HIPAA requires that business associates and covered entities retain the following for at least six years from creation date or last effective date, whichever happens to be later.
- A written or electronic record of a designation of an organization as a CE (e.g., health plan, affiliated covered entity, etc.) or BA.
- Information security and privacy policies and procedures implemented to comply with HIPAA.
- All documented settings, activities and assessments required by HIPAA.
- All data use agreements and other forms supporting HIPAA compliance.
- All signed authorizations and, where applicable, written acknowledgments of receipt of the notice or documentation of good faith efforts to obtain such written acknowledgments.
- The Notice of Privacy Practices for entities that must provide them.
- Designated record sets that are subject to access by individuals.

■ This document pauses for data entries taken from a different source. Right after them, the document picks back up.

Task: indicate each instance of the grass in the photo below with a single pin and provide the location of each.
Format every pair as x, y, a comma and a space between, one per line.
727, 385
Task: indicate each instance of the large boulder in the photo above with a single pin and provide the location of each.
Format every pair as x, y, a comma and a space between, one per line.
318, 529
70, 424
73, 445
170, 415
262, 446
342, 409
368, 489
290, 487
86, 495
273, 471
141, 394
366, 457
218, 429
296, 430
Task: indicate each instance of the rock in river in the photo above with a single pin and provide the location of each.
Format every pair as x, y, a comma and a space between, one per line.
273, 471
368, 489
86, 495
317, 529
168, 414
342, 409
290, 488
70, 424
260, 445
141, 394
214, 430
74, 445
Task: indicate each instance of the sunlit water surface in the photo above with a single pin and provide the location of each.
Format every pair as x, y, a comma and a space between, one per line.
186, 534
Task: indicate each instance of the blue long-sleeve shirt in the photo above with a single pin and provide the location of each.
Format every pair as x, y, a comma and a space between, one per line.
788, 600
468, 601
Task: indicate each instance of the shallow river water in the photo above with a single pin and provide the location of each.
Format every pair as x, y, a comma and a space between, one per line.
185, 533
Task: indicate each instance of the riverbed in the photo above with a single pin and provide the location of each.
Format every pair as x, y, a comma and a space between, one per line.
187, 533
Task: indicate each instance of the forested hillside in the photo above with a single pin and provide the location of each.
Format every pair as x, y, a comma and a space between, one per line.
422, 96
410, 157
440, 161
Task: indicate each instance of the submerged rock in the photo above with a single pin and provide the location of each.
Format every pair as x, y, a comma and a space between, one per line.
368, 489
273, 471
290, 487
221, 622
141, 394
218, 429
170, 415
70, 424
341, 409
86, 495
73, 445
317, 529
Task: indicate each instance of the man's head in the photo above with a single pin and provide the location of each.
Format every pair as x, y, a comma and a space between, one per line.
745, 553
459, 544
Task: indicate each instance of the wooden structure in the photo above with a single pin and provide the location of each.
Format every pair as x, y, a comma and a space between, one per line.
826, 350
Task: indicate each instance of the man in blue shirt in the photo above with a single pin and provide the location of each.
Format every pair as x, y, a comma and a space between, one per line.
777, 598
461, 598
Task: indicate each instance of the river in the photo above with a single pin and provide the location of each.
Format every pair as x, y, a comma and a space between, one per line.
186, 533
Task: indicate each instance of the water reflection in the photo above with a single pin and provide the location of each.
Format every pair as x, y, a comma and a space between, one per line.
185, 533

- Documentation of the titles of the persons or offices responsible for HIPAA compliance, including not only those with over-all responsibility for compliance, but also those responsible for receiving and processing requests for amendments by individuals, and those responsible for receiving and processing requests for an accounting by individuals.
- Accounting of disclosures of protected health information (PHI).
In addition to understanding what HIPAA requires for retention, covered entities and business associates must also know their other legal requirements for retention, from state, federal, international and contractual requirements. For example, Connecticut state law requires that medical records, some of which go beyond HIPAA’s definition of PHI, be maintained for 7 years.